The game went into extras and Joe Blanton gave up a walk-off bomb to Brandon Crawford. That was in the cards. We all knew it was going to happen.

The takes have been quite hot, as there has been much debate about taking out Stripling. Roberts chose to, and in my opinion it was 100 percent the right call and there’s really nothing anyone can say that will change my mind. He’s making his first start and was losing his control at 100 pitches. In theory, two fresh relief pitchers should be better than one rookie starter. Hatcher made one terrible pitch, and hindsight makes it look like a much worse decision.
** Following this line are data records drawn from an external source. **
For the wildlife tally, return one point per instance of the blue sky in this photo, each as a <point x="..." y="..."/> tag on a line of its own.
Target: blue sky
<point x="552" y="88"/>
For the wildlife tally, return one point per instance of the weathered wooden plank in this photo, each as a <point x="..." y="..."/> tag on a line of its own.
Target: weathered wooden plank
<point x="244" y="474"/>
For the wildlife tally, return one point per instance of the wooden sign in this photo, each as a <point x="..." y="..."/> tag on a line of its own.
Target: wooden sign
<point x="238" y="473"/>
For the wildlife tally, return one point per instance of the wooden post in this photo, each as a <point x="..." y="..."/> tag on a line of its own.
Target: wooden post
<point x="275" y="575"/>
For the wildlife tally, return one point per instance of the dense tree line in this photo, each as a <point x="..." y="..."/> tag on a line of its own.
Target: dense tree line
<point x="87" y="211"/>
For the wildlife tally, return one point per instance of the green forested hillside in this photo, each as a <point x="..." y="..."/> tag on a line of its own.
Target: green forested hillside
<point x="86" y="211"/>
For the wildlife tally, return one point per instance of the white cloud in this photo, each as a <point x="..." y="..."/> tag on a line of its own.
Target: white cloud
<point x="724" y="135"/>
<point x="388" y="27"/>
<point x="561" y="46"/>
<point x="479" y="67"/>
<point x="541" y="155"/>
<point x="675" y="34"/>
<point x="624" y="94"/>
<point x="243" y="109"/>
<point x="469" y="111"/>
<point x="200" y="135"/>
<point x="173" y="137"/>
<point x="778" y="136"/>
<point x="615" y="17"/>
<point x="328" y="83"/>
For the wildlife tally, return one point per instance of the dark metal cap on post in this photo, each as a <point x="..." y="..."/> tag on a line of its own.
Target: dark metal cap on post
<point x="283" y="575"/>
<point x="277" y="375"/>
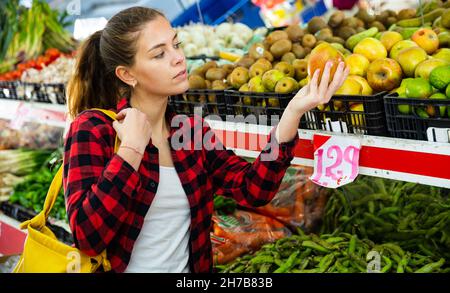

There’s no guarantee that leaving Stripling in would have led to an injury or whatever, but if Hatcher makes one pitch no one cares about him getting pulled. It’s literally only game five of the season, why risk anything this early on? Especially for a team that has seen five pitchers go down with injuries already.

As deflating and infuriating as it was, this is still one loss. A no-hitter would have been cool, but I wanted the win and that didn’t happen. The Dodgers felt that they had a better shot at that win with a reliever on the hill instead of a rookie starter 100 pitches into the game. That’s a good feeling, it didn’t work out like that. Them’s the breaks.

On the bright side, Clayton Kershaw throws tomorrow (weather permitting). Rain is in the forecast, but if it goes away we get Kershaw against Madison Bumgarner. And it will be on FS1, not blacked out in LA.